Although I probably hold it in higher regard than I did three years ago, Guardians of the Galaxy (Vol. 1, that is) was never quite as interesting as it claimed to be. “Beware the movie that’s Fun! with a capital F,” Stephanie Zacharek duly warned us, and while Guardians was quirky, rude and colourful, those things felt like pretenses for a story that was very much by the book. Chris Pratt did his best Han Solo impression but there was no sense of adventure, and Blue Swede and Bowie weren’t enough to redeem myriad clichés and a rotten core.
While not a hugely different film on the surface, this sequel improves in the areas that count. At its best, Guardians of the Galaxy Vol. 2 feels like a big-budget version of Firefly. While that’s high praise, there’s a genuine air of adventure throughout the film. The Guardians venture through a more fleshed-out universe than we’ve seen before, jumping between exotic planets, each with their own distinctively ’80s look. It’s free-flowing in a way that is brimming with possibility and world building that isn’t just franchise building goes a long way in the Marvel Cinematic Universe.

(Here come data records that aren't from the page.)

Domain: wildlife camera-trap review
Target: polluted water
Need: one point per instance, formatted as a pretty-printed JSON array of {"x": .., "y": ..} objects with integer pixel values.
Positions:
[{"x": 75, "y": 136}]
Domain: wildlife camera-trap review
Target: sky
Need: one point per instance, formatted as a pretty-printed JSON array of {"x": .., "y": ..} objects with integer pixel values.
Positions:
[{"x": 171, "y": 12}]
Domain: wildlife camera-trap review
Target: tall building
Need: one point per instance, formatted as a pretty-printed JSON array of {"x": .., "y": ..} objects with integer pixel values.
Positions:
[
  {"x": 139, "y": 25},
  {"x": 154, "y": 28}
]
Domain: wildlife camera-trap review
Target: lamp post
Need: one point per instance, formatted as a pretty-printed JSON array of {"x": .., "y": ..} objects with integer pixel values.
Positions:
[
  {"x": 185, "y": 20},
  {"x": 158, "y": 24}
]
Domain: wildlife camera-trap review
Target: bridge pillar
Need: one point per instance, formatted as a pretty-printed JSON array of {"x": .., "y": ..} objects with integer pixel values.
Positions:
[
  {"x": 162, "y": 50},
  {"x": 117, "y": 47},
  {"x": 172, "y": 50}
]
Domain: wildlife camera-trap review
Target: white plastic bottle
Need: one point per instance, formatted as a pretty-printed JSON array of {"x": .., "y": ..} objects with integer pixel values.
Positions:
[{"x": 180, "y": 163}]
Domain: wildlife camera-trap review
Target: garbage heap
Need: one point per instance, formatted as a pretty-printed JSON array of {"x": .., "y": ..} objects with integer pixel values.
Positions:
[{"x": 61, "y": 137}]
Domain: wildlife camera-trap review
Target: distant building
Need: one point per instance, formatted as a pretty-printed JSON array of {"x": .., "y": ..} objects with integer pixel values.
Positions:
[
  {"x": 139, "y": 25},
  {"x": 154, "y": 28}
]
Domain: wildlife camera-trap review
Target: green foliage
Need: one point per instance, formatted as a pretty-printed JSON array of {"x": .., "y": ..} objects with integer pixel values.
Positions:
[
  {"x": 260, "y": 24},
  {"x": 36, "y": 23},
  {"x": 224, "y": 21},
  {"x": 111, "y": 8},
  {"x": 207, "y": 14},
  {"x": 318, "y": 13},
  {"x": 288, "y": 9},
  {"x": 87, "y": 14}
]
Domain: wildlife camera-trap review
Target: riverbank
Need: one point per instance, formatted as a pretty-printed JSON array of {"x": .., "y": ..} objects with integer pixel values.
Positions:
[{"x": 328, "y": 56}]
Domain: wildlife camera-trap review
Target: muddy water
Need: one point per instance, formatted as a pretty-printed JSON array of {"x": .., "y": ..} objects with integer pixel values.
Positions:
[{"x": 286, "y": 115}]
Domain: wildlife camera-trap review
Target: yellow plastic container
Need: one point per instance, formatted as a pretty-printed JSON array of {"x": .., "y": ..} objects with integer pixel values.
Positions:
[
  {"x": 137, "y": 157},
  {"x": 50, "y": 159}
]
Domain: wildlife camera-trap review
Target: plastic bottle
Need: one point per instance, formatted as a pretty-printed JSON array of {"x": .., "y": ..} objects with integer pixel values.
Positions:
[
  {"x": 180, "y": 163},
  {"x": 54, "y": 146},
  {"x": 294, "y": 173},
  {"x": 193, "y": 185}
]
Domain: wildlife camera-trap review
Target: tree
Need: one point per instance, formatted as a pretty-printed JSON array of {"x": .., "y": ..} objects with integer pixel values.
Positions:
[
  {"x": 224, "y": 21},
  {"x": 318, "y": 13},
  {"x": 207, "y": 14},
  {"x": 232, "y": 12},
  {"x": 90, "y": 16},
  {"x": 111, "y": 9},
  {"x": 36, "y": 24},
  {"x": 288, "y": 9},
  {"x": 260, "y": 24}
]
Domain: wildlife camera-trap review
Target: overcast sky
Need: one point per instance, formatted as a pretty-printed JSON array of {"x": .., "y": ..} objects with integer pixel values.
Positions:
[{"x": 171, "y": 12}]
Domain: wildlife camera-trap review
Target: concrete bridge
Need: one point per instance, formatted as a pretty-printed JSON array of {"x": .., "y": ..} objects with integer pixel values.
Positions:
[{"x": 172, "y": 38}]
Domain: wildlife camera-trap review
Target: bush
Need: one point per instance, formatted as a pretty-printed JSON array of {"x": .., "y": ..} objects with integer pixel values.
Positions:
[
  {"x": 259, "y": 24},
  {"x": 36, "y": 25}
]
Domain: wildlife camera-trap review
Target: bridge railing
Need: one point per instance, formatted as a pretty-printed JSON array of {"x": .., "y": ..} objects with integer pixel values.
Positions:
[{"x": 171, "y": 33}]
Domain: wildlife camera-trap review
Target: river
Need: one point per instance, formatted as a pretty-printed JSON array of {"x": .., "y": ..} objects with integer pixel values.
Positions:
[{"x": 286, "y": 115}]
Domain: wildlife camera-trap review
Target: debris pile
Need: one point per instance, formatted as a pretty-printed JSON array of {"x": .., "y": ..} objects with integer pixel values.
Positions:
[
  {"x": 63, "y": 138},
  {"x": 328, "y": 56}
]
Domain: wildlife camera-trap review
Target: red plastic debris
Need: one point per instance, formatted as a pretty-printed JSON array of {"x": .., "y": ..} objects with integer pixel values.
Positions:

After a cryptic flashback set on Earth, we are reintroduced to our heroes, who have been tasked with taking down an out-of-control alien by the Sovereign queen, Ayesha (Elizabeth Debicki). In a delightful credit sequence, Baby Groot (somehow still voiced by Vin Diesel) adorably dances to ELO’s “Mr Blue Sky” while the rest of the team deal with the octopus-like monster. But things take a turn with the Sovereigns after Rocket (Bradley Cooper) nicks some precious batteries, and the team find themselves on the run, where they encounter the mysterious Ego (Kurt Russell), as well as a group of spiteful Ravagers led by Yondu (the inimitable Michael Rooker).
Guardians Vol. 2 steers well clear of the regular band of Avengers. While there are a few nods to the all-important Infinity Stones, the plot is mostly tied to the inter-personal problems of the team. Where these big studio flicks tend towards teams of writers, returning writer/director James Gunn took this on solo and it shows. It’s a personal affair, less focus-grouped than its predecessor, making for more genuinely weird moments, like when Quill and Ego play slo-mo catch with a magical baseball. A big part of why this works is the absence of a big bad villain. I mean, there is a villain, but he doesn’t really encumber the story the way recent supervillains have.
Despite these stronger moments, it might still be expecting too much from Marvel for the finale not to dissipate into a mundane succession of explosions. It’s very much a ‘defeat bad guy, evade explosion left by bad guy’ final act that will be very familiar if you’ve played Ocarina of Time or if you’ve seen a superhero movie in the last 15 years. Gunn brings some colour to the familiar spectacle, but just because the explosions leave confetti debris it doesn’t make them any less dull. No doubt there have been worse endings in superhero films but none more wasteful – Guardians Vol. 2 spends a lot of time escaping the clichés of the first film, but these last 30 minutes feel like an unnecessary compromise.
Pratt’s Hollywood domination is starting to border on annoying, but Peter Quill feels like his bread and butter. He’s like a superhero version of Futurama’s Fry – holding onto tiny, outdated fragments of Earth as he recklessly ventures through the galaxy. Cooper’s Rocket is also very funny, as he was in the first, and it’s a welcome addition to have his vulgarity given some justification: he is but a lonely, misunderstood cyborg Racoon in an intolerant galaxy. Oh and Sylvester Stallone is also in this movie, albeit for reasons that are entirely unclear.
While the soundtrack is bursting with recognisable hits, the actual score is pretty dire. It’s almost assumed that Marvel scores will stink, but Guardians Vol. 2 highlights it by awkwardly alternating between ’70s pop and histrionic drone. An area where Gunn does break the mould is the visuals. It’s easily the best looking Marvel film since the first Iron Man. The colour grading is great, the outfits are zany, and though seemingly named by a 14-year-old, the newly-employed RED Weapon 6K camera is pretty darn impressive. The first Guardians was colourful yes, but it was also completely flat, nothing jumped off the screen – this is a stark improvement, a lot of which comes down to the really pronounced contrast between the darkness of space and the utter quirkiness of Gunn’s disco aesthetic.
Like its predecessor, Guardians Vol. 2 is a set piece film. It charges itself up for four or five comedic fight scenes that are by-and-large great. True to the Marvel Universe, the ending leaves a bad taste, but the rest of the film feels like genuine fun. Not the sort of ‘Fun!’ that studio heads are usually into, but the sort of fun you have seeing an army of gold-skinned people pilot spaceships from video game pods, backing each other on like it’s a game of space invader. For most of its running time Guardians Vol. 2 feels low stakes, but boy is that a welcome change.